The first was a bird (ring V680191), ringed at Titchfield Haven, Hampshire, on 5 September. It was then recaught by ringers at Villeton in southern France six days later, having travelled 728 km south! This is only our seventh Grasshopper Warbler movement to France, so was quite a surprise.

In complete contrast was X749276, ringed in Sussex on 13 September and recaught by ringers six days later (coincidentally) on Orfordness in Suffolk. So this bird had left the south coast and headed 146km northeast in a week, rather than south!

Even more bizarrely, AP40279 was ringed in The Netherlands on 13 September, which travelled due west before being killed by a cat in Caerphilly just three days (and 643km) later! This is only the third foreign-ringed Gropper found in the UK, after two Senegalese-ringed birds were found within 35 km of each other in 1992 (and only seven days apart).

The map below shows all three movements, with the ringing locations in blue and the finding locations in red.

View Groppers in a larger map

It is interesting to think if these birds were just taking different routes south or if one got slightly lost...

For more details on some of the BTO's work on migrants, have a look at our 'Out of Africa' pages on the project blog.

03 November 2009

Eagle Owls and Oysercatchers

Its not uncommon for rings to turn up at plucking posts or in/under raptor nests, but occasionally the species are rather more interesting than normal. In the past we've mentioned Peregrines vs Hobby and Peregrine vs Quail but one that came in today was most unusual.

This was a record of just a metal ring (SS14393) and black colour ring found in an Eagle Owl nest in Sor-Trondelag in central Norway! The species was a bit surprising (Oystercatcher) but even more so was that it had been ringed in 1963! OK, so it was only the rings that were found, with no bird, so they could have been in the nest for a while... It was originally ringed at Gronant in NE Wales on 15 November 1963, and the finders did mention that the ring looked rather worn!

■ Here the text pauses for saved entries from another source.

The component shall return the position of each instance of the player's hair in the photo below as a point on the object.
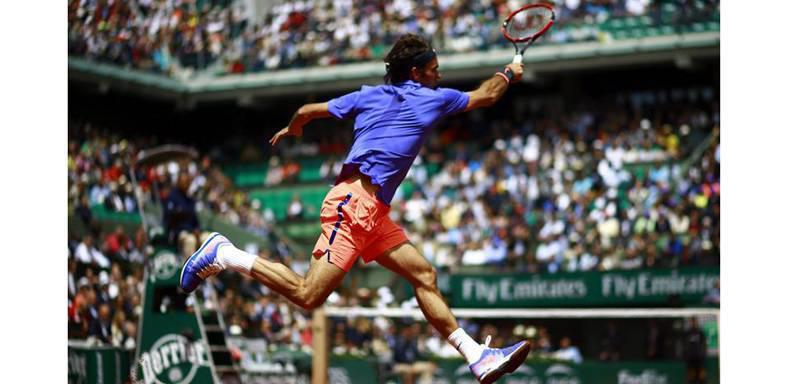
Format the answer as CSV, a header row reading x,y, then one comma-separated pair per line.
x,y
401,58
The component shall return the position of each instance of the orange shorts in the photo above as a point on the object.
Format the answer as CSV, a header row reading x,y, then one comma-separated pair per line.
x,y
355,223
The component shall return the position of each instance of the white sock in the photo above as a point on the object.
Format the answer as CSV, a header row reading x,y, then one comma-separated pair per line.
x,y
236,259
468,347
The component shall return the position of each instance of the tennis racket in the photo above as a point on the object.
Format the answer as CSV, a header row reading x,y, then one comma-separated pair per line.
x,y
525,25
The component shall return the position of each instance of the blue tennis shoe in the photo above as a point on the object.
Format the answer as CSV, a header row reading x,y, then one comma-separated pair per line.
x,y
203,263
496,362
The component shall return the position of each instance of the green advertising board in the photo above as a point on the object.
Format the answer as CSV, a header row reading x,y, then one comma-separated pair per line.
x,y
171,349
586,289
455,371
98,365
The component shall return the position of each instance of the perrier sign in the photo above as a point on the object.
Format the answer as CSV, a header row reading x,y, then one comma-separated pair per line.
x,y
171,348
621,288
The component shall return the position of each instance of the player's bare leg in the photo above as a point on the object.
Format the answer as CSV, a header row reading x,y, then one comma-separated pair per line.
x,y
407,262
217,254
487,364
308,292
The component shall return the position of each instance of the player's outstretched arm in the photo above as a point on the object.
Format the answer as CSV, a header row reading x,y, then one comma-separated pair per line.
x,y
492,89
303,116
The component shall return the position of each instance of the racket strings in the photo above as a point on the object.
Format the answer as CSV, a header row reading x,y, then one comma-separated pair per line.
x,y
529,22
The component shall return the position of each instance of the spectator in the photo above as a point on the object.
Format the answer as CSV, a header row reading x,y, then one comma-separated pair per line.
x,y
87,253
180,218
295,209
100,328
695,352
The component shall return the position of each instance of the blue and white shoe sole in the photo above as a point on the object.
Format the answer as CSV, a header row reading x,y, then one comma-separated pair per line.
x,y
514,361
208,240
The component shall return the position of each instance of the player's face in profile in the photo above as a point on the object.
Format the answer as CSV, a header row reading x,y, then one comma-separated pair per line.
x,y
429,75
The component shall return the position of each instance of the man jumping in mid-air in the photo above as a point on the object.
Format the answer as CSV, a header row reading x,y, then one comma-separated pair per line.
x,y
391,123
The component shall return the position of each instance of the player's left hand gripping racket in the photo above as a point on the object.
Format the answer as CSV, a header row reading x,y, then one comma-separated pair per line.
x,y
525,25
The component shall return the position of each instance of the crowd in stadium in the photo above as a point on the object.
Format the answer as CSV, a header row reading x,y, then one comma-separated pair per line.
x,y
557,203
177,37
606,187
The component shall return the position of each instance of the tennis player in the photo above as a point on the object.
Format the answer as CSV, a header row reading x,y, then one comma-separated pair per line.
x,y
391,123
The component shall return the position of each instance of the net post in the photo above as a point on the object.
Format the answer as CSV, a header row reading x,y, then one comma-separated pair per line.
x,y
319,355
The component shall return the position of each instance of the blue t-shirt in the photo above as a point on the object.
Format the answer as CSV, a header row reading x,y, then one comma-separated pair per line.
x,y
391,124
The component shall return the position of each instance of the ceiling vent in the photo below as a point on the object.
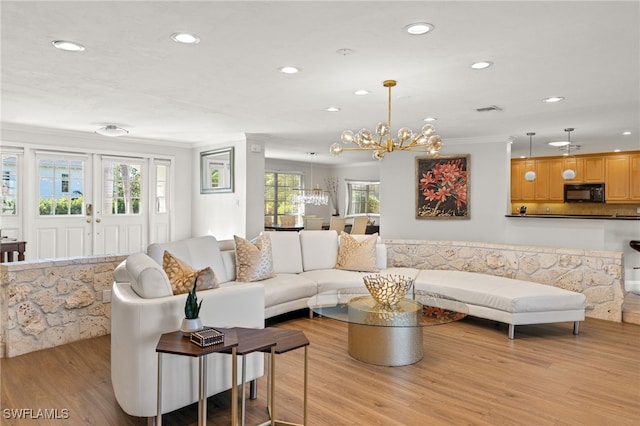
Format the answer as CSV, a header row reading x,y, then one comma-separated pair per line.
x,y
489,108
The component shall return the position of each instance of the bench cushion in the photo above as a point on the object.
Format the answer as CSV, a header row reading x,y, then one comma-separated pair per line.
x,y
499,293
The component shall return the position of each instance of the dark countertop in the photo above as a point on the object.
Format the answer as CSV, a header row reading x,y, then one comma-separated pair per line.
x,y
575,216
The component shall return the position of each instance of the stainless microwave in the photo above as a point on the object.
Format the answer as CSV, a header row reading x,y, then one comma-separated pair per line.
x,y
584,193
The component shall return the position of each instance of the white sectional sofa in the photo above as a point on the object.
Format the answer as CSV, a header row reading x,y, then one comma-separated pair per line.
x,y
143,305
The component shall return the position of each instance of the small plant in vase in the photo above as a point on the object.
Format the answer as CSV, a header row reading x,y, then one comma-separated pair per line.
x,y
191,321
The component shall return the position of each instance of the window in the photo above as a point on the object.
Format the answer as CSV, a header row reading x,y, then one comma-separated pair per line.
x,y
122,183
61,187
363,198
278,188
9,184
162,172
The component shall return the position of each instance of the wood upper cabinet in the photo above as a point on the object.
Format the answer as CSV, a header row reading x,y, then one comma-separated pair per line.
x,y
619,172
577,165
541,184
617,178
634,178
521,189
556,183
594,169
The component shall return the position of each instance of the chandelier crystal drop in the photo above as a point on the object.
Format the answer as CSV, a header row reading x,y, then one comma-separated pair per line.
x,y
382,142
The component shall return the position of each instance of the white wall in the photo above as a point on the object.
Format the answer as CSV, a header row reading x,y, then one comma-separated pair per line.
x,y
488,186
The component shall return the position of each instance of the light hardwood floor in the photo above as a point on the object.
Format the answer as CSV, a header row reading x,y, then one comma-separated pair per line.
x,y
470,374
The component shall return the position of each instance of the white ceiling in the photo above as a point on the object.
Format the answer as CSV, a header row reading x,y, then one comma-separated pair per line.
x,y
133,75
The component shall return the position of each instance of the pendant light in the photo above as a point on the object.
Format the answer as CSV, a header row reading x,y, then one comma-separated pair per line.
x,y
569,174
530,175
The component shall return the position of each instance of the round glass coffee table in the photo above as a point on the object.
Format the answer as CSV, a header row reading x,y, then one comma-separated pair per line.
x,y
382,334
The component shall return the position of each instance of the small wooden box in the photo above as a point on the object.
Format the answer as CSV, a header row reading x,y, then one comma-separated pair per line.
x,y
207,337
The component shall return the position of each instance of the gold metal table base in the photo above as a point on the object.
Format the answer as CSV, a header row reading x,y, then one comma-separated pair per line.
x,y
388,346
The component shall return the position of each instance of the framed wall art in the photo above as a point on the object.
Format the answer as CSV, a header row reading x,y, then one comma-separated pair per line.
x,y
442,187
216,171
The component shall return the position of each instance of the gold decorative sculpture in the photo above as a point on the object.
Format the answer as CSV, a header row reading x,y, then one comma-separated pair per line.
x,y
388,289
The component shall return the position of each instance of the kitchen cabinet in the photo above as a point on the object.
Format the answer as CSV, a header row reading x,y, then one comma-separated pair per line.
x,y
634,178
556,183
619,172
617,178
521,189
594,169
548,185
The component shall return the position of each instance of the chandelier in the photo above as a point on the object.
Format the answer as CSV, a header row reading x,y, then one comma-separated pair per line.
x,y
424,141
315,196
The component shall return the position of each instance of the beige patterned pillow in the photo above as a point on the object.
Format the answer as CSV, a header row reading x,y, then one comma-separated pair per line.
x,y
182,276
357,256
253,262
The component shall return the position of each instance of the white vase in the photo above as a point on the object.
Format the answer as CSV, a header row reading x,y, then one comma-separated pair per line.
x,y
190,325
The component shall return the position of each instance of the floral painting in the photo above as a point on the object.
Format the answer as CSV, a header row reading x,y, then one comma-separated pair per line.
x,y
442,187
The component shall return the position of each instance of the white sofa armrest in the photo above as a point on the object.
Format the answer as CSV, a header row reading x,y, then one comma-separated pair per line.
x,y
136,326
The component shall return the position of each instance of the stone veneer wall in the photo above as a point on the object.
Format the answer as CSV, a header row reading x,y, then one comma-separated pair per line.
x,y
596,274
48,303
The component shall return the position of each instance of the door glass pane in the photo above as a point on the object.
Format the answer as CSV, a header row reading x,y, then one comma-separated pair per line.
x,y
9,184
61,187
122,186
161,188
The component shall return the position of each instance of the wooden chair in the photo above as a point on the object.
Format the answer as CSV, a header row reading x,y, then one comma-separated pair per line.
x,y
337,224
359,225
313,223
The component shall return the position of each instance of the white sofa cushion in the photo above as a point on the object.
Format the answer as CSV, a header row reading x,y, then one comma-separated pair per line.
x,y
330,279
381,249
148,279
286,252
319,249
199,252
504,294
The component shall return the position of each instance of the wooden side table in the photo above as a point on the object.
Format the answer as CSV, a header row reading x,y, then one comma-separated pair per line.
x,y
177,344
251,340
286,340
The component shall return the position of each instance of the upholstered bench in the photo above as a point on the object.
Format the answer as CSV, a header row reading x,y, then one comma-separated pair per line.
x,y
511,301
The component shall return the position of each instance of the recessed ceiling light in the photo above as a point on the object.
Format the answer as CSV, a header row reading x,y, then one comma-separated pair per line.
x,y
289,70
419,28
480,65
186,38
111,131
69,46
344,51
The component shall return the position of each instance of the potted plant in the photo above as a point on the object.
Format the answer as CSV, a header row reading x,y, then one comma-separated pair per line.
x,y
191,321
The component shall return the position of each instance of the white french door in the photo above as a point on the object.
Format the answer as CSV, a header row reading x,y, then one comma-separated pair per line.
x,y
91,204
62,225
121,211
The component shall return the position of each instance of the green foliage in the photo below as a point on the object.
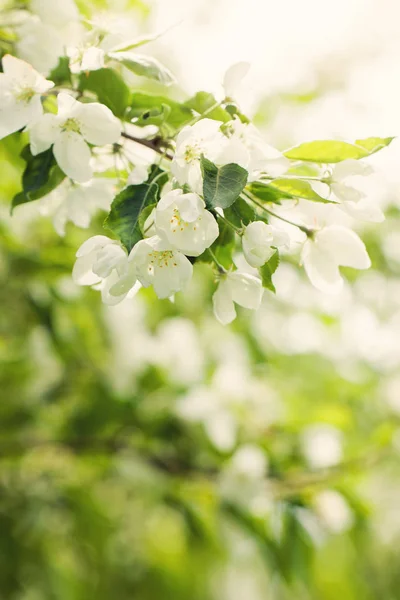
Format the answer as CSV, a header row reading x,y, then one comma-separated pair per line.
x,y
205,104
268,193
109,87
61,74
296,188
222,185
151,109
240,213
330,151
40,177
145,66
123,219
267,270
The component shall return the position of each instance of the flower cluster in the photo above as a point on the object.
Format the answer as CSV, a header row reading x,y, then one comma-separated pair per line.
x,y
182,182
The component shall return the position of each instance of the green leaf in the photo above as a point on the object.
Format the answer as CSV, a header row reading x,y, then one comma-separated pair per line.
x,y
148,107
267,193
61,74
144,215
240,213
123,219
41,176
109,88
331,151
222,248
202,102
267,270
297,188
372,145
145,66
222,185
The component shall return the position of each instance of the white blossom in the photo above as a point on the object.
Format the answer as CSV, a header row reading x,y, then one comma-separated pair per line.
x,y
70,130
103,263
345,186
161,266
330,248
247,148
260,241
85,58
184,221
242,288
204,137
77,203
20,90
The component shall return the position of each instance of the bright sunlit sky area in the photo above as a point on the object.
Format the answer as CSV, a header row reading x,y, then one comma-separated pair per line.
x,y
348,49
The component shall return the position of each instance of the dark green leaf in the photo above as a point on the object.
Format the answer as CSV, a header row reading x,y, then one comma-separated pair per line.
x,y
333,151
222,185
240,213
267,193
123,219
145,66
41,176
267,270
146,107
202,102
109,88
144,215
61,74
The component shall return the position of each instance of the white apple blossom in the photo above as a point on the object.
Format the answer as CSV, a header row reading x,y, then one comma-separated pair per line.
x,y
247,148
20,90
161,266
233,78
70,130
77,203
242,288
204,137
103,263
47,31
328,249
85,58
184,221
260,240
345,187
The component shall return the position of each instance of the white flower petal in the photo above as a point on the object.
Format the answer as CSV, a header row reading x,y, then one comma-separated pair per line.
x,y
224,309
98,124
73,156
43,133
246,289
349,168
321,269
344,246
93,243
82,273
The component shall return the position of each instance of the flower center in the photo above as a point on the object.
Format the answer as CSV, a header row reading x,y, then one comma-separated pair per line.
x,y
177,222
24,94
71,125
191,153
162,259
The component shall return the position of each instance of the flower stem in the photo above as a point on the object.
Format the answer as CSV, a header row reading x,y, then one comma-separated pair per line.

We have over 160 records of ringed Oystercatchers killed by birds of prey, mostly Peregrines, but also Sparrowhawks and Goshawks and even a Merlin!. Interestingly, we do also have three previous records from Eagle Owl nests, two records from White-tailed Eagle nests and one from a Gyr Falcon nest. All of these were in Norway, which is where our winter birds spend their summers.

02 November 2009

How to catch a Coot

We have 'borrowed' this bit of video from Kane Brides' own blog, but we thought it was worth posting up here. Having been asked a few times how he catches so many Coot (as part of a colour ringing project), Kane reveals all, even if it is as simple as a loaf of bread and some patience!

In Kanes' own words:

"Most of the birds I catch are in the water - so am on my hands/knees when catching - however some birds do wander out of the water and will feed at your feet. They seem to be more confident when the weather gets cold and natural food dries up - I've found November and December to be my most productive months. Also they seem to be more confident when larger wildfowl such as Mute Swan / Canada Goose are surrounding them."

Birds are aged on leg colour (adults have bright yellow, orange or even red on the side of the leg, juveniles have dull legs with the sides grey gradually becoming yellow/orange), breast colour (adults have a black breast and juveniles have white streaks on the breast) iris colour (reddish in adults and brownish in juveniles) and the size of the frontal shield (smaller in juveniles).